Even more damning is the evidence that the unionist Northern Ireland government continued to flatly deny the scale and brutality of loyalist attacks on Catholic/nationalist residents, suggesting that residents may have actually burnt their own homes and refuting the involvement of RUC reservists and B-Specials in perpetrating the violence – even when under the incredulous scrutiny of both international and local press.

"The media is one of the primary sources that people don't pick up on," explains McCann. "You can look at my book and say, 'well the victims or people who were burnt out are going to say that', but when independent witnesses put pen to paper and claim that they saw it, that has never come to light.

A British soldier on the Falls Road at Dunville Park August 1969
A British soldier on the Falls Road at Dunville Park August 1969

"I point that out in my last chapter, where these four ministers sat at a press conference [after the burnings] and denied that this really happened, even though there were reporters there from all over the world, most of whom were on the streets and saw exactly what happened."

While Burnt Out deliberately limits its focus to the events of 1969, McCann does dedicate a chapter to describing the aftermath of the wave of sectarian evictions which blighted Belfast and left scores of homeless Catholic refugees in their wake while also acting as a recruiting drive for a new wave of republicanism.

"I don't think the plight of the refugees has ever been spoken about, or the dramatic effect it had on everyone," he tells me.

"Losing their homes and some losing their lives, this created the Troubles, this created the Provisional IRA. But that's for others to talk about; in fact you can already buy hundreds possibly thousands of books about that – but there's nothing talks about what happened in '69.

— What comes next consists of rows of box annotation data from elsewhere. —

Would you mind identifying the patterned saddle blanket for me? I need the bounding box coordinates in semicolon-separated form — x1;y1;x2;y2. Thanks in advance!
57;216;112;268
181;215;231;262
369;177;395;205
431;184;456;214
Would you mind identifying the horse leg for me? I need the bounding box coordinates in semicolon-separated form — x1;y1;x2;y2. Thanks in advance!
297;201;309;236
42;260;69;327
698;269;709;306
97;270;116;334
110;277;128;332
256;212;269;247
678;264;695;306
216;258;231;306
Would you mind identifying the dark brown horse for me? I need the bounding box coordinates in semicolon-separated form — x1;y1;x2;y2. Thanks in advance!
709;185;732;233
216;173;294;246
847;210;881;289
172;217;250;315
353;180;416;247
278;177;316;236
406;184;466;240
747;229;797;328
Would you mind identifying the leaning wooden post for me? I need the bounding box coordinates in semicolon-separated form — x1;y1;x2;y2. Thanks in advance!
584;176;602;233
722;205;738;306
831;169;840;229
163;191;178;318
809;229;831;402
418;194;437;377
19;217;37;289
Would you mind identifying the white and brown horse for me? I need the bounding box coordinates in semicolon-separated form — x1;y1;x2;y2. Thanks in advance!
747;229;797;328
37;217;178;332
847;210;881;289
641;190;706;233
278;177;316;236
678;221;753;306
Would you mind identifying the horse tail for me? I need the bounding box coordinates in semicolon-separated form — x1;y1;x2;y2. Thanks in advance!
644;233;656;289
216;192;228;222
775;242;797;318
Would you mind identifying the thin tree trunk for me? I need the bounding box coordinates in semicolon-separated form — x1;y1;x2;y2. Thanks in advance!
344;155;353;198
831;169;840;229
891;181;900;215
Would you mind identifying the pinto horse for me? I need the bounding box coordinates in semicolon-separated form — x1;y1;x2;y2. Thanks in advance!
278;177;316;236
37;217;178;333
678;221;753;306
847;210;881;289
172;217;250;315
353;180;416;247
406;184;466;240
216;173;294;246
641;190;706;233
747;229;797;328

"In fact, I've read everything that other academics have written [about 1969] and there's evasion rather than truth. So I just wanted to try and tell it from a victim's point of view."

He adds: "I have to make it clear: I'm not in any political party and I have no political affiliation – I'm just an ordinary person. I'm on the side of history and I'm on the side of what has to be the truth.

"I know people will say 'this is your truth', but I've backed it up with documented evidence that can't really be challenged."

:: Burnt Out is published by Mercier Press. Michael McCann will launch the book in Belfast on February 21 at Cultúrlann Macadam Ó Fíaich on the Falls Road at 7pm.